Piccola donna e mamma di Tanzania di te io non so nulla.
T’immagino di certo giovane e bella
con la tua pelle d’ebano , i capelli ricciuti e il passo elastico e sicuro.
Ti penso, a quanto dicono, avviluppata tra le spire di un male antico quanto oscuro.
Creatura impotente e smarrita.
Mentre impietosi occhi indagatori ti squadrano
senza poter far nulla.
Fragile sei come il bimbo, che stringi tra le braccia.
Io mi domando, senza risposta, che ne sarà di te a breve?
Confusa ti dimeni, seminando ancestrali paure tra gli astanti
E tuttavia le tue grida infrangono un cielo sordo.
Raccolgo il tuo dolore solo per affiancarlo ai tanti
di tutte le altre donne, bambine, giovani o vecchie,avvezze
da sempre a sofferenze in terra d’Africa.
Lo condivido sì , lo rendo noto ma, senza soluzione, è proprio poca cosa.
Anzi pochissima.
Farà il dottore bianco, nel grande ospedale di città, quel qualcosa per te ?

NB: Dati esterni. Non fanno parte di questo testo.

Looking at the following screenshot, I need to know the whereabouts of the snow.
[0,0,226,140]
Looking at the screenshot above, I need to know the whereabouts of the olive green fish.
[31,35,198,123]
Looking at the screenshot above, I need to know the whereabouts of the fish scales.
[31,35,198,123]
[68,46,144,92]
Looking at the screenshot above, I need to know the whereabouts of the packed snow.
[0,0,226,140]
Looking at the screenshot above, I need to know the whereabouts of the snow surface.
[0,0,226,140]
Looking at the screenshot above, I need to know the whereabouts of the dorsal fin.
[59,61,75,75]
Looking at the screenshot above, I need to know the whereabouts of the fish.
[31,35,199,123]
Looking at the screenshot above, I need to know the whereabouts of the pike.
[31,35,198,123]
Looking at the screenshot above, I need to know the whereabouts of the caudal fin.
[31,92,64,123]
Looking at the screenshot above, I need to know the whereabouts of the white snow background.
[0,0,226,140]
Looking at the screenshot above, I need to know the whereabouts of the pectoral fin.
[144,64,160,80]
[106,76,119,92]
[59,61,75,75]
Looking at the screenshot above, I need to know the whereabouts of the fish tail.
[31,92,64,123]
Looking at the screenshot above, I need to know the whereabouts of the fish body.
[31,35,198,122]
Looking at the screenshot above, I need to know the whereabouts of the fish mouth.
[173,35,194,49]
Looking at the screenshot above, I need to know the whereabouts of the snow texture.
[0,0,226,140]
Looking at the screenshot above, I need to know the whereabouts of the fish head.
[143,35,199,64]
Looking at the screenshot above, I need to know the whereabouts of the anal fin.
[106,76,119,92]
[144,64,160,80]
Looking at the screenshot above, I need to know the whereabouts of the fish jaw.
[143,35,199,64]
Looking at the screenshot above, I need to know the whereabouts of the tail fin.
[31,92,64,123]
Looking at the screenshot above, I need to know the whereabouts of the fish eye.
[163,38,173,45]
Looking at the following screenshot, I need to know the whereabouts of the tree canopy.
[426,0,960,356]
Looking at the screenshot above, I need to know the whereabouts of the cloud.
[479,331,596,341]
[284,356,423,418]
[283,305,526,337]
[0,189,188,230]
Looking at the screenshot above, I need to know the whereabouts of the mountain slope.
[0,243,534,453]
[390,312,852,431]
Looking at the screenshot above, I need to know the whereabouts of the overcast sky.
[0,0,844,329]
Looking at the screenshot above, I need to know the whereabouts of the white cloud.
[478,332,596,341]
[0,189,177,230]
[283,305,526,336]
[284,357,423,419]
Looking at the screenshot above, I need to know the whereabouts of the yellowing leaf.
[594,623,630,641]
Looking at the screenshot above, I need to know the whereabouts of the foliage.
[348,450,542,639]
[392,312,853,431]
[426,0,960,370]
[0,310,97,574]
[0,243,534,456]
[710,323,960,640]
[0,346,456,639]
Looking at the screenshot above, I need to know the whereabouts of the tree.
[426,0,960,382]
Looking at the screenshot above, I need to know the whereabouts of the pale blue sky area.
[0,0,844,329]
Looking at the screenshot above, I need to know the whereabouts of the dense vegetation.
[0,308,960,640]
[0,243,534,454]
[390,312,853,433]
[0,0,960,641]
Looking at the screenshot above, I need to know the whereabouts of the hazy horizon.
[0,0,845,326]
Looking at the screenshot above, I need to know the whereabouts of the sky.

Sempre più spesso sento raccontare di altre come te.
Tutte uguali e compagne nel dolore.
Che accade laggiù?
L’Africa sta cambiando e noi non vogliamo vedere.
Parliamo di riti, di stregonerie, di magie e di accidenti vari.
Giusto per tacitare la coscienza.
La verità è altrove e forse più semplice che mai.
Piccola donna di Tanzania, e donne tue compagne nel dolore,
siete voi invece che state aprendo gli occhi e ciò che vedete non vi piace.
Non vi piace proprio più.
E lo gridate scompostamente purché qualcuno presti orecchio.